On February 6, 2025, Genesco Inc.’s Compensation Committee approved amendments to its Employment Protection Agreement. The changes allow Termination Notices during active negotiations for transactions that could lead to a Change in Control and remove automatic termination upon reaching a certain retirement age, impacting executive employment stability during potential company transitions.

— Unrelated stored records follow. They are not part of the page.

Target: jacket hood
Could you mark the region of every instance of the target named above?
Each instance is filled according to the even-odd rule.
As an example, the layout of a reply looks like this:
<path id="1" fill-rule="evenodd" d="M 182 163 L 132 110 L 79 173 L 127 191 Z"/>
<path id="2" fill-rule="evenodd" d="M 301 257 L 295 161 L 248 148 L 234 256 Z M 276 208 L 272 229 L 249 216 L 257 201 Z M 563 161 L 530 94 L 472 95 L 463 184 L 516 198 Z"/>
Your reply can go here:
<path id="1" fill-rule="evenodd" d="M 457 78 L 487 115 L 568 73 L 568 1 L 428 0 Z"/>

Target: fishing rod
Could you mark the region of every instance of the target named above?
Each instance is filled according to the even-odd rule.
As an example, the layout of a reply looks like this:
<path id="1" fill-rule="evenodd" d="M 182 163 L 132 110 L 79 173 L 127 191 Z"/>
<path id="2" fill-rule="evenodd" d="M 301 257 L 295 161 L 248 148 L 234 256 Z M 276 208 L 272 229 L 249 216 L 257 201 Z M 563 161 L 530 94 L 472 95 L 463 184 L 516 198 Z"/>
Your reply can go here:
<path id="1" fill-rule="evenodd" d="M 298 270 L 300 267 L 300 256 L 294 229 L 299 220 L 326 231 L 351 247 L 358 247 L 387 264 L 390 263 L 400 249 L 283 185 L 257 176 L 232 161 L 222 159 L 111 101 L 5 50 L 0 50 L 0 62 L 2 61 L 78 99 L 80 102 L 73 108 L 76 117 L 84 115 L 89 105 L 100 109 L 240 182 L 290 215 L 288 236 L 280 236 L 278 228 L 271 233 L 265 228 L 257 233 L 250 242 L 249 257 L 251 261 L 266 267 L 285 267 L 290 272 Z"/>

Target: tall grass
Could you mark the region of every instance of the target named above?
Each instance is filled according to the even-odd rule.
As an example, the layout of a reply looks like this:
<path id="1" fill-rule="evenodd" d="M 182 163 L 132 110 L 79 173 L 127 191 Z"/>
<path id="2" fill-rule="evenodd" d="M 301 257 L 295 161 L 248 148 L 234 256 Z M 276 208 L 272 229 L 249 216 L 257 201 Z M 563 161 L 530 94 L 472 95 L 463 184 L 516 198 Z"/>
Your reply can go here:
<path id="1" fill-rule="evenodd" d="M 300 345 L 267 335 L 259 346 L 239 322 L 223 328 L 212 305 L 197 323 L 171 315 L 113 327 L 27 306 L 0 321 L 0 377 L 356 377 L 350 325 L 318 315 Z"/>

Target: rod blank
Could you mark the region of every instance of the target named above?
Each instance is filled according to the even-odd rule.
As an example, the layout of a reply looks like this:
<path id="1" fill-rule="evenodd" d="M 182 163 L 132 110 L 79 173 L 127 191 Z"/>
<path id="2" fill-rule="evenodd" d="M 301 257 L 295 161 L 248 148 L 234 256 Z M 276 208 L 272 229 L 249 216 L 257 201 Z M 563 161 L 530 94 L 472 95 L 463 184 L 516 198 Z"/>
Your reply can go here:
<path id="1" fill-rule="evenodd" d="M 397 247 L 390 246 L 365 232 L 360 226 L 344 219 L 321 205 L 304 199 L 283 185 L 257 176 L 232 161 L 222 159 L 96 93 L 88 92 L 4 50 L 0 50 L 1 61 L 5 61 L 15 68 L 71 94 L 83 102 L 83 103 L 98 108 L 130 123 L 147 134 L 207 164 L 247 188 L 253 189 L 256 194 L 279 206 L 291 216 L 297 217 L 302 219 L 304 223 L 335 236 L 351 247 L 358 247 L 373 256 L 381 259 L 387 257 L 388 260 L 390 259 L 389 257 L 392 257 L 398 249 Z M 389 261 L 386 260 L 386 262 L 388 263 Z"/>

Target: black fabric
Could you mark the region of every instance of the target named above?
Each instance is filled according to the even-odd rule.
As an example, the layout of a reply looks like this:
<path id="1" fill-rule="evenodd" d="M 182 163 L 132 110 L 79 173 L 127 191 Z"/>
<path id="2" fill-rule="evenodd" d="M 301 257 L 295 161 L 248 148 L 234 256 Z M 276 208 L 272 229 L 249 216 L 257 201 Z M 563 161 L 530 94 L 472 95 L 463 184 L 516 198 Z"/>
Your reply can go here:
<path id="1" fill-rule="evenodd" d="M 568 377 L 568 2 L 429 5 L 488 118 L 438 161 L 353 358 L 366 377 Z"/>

Business Operations and StrategyFinancial Disclosures
Genesco Reports 10% Sales Increase, Reaffirms Guidance
Positive
Jan 10, 2025

Genesco Inc. reported a 10% increase in comparable sales for the fourth fiscal quarter-to-date, with significant growth in both store and e-commerce sales. The company’s strongest performance was observed in the Journeys Group with a 14% sales increase, while Schuh Group saw a 3% rise and Johnston & Murphy Group experienced a 1% decline. As a result of the improved sales performance, Genesco reaffirmed its fiscal 2025 guidance, projecting full-year earnings per share between $0.80 and $1.00. The company is focusing on optimizing its store fleet through accelerated closures and is optimistic about continuing growth and profitability in fiscal 2026.

Glossary
OutperformA stock rated as "Outperform" is expected to perform better than the overall market or a specific benchmark over the near-to-medium term. This rating suggests that the stock is likely to deliver higher returns compared to the average returns of other stocks in the same sector or market index. Investors might consider this stock a good buying opportunity.
NeutralA stock rated as "Neutral" is expected to perform in line with the overall market or a specific benchmark. This rating indicates that the stock is neither particularly attractive nor unattractive for investment. Investors may consider holding onto the stock, as it is not expected to either significantly outperform or underperform the market.
UnderperformA stock rated as "Underperform" is expected to perform worse than the overall market or a specific benchmark over the near-to-medium term. This rating suggests that the stock may deliver lower returns compared to the average returns of other stocks in the same sector or market index. Investors might consider selling the stock or avoiding it as an investment.

Disclaimer

This AI Analyst Stock Report is automatically generated by our AI systems using advanced algorithms and publicly available financial, technical, and market data. While the information provided aims to be accurate and insightful, it is intended for informational purposes only and should not be considered financial advice. Any content created by an AI (Artificial Intelligence) system may contain inaccuracies and/or contain errors. Investing in stocks carries inherent risks, and past performance is not indicative of future results. This report does not account for your personal financial circumstances, objectives, or risk tolerance. Always conduct your own research or consult with a qualified financial advisor before making investment decisions. The analysis and recommendations provided are based on historical and current data and may not fully reflect future market conditions or unexpected developments. Neither the creators of this report nor its affiliated entities guarantee the accuracy, completeness, or reliability of the information presented. Use this report at your own discretion and risk.